The Parliamentary Budget Officer says delays in rolling out the Liberal government’s centrepiece infrastructure program are largely due to provinces reducing their own spending.
In a new report, Parliamentary Budget Officer Jean-Denis Fréchette points the finger at provincial governments for the fact that about $3.6-billion in federal spending that the Liberals had promised to spend by April 1 of 2018 has been pushed out into future years.
Because federal funds are primarily offered to cover a percentage of projects approved by provinces, Ottawa is at the mercy of provincial and municipal governments when it comes to the timing of new spending in areas such as roads, transit and social housing.
The federal Liberal government originally promised a first phase of infrastructure spending worth $14.4-billion, specifying that a little over $10-billion of that amount would be spent during the first two years in power. The 2018 budget announced that $3.6-billion of that $10-billion went unspent and would be transferred to the much larger second phase of spending, which covers 12 years and includes more than $180-billion in new and existing programs.
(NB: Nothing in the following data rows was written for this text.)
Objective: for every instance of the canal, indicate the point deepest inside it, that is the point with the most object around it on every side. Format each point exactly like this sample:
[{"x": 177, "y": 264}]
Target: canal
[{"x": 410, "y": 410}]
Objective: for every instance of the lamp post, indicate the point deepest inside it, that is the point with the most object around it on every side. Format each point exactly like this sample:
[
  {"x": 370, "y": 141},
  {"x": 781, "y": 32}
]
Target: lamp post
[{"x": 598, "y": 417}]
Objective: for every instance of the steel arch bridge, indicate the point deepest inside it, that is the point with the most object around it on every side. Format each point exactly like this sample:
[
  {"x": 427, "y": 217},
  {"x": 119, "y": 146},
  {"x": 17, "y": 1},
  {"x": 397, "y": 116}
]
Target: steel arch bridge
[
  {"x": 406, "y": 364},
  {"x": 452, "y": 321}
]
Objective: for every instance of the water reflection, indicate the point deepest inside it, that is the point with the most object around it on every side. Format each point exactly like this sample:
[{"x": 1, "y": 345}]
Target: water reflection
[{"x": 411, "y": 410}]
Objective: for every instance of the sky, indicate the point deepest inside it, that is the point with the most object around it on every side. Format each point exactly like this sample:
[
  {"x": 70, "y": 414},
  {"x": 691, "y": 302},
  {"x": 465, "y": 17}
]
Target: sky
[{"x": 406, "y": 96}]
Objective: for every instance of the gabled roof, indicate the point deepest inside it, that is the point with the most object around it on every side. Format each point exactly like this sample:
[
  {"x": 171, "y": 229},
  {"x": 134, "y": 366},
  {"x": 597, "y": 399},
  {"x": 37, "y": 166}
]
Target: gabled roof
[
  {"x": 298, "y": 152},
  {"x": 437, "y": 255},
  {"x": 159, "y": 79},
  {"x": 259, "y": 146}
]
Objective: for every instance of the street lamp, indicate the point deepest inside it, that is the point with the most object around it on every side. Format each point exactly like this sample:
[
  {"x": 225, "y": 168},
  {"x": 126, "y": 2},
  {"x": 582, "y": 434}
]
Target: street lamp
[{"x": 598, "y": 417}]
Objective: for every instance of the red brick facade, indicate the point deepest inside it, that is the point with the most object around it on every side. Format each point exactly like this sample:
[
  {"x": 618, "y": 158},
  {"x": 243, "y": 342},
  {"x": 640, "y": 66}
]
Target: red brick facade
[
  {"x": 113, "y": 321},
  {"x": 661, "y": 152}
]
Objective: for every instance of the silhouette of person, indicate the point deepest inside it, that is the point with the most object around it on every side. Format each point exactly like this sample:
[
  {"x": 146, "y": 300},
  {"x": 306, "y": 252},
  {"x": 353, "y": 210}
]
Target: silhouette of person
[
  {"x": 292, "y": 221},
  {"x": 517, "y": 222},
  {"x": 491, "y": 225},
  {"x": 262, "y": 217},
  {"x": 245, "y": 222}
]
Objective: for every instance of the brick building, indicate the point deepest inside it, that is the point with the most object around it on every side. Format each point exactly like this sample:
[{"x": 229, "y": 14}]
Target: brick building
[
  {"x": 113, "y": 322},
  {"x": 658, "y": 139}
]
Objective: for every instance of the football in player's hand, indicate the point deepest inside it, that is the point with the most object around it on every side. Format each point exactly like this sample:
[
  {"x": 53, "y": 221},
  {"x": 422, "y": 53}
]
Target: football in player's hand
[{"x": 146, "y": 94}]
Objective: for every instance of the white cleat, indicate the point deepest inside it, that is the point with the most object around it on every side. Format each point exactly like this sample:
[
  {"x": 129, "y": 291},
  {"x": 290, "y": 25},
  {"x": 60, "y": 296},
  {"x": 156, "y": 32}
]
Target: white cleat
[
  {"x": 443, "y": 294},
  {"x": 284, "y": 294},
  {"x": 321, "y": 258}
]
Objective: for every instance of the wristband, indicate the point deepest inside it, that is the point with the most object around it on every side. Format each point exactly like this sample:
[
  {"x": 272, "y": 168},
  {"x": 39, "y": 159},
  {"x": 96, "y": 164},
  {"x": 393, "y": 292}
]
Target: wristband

Wednesday’s PBO report includes an analysis of provincial records that found provinces have scaled back their own funding of infrastructure. The report states that actual provincial spending on infrastructure – or capital spending – was $8.3-billion less over those two years than had been announced as planned spending in provincial budgets.
Deputy Parliamentary Budget Officer Mostafa Askari said that while it is not possible for the PBO to know for sure why the provinces didn’t spend as much as planned, one theory is that they are using the new federal funds to help alleviate their own budget pressures rather than to increase total spending on infrastructure.
“There seems to be a link, but we don’t really know exactly whether they have decided intentionally to reduce their capital spending now that they’re getting more money from the federal government," he said in an interview.
The PBO report notes that U.S. studies have shown state governments tend to reduce their own infrastructure spending plans when federal infrastructure transfers increase.
Previously, the PBO reported that while federal finances are sustainable over the long term, provincial governments face a much more challenging fiscal future as demographic changes will lead to higher health care costs.
Wednesday’s PBO report also notes that because of that reduced provincial spending, as well as updated forecasts that take into account a stronger economy and higher interest rates, the new federal infrastructure spending will not create as many new jobs as expected.
The PBO’s updated estimates state that Ottawa’s first phase of infrastructure spending boosted employment by between 9,700 and 11,600 jobs during the fiscal year that ended March 31, 2018.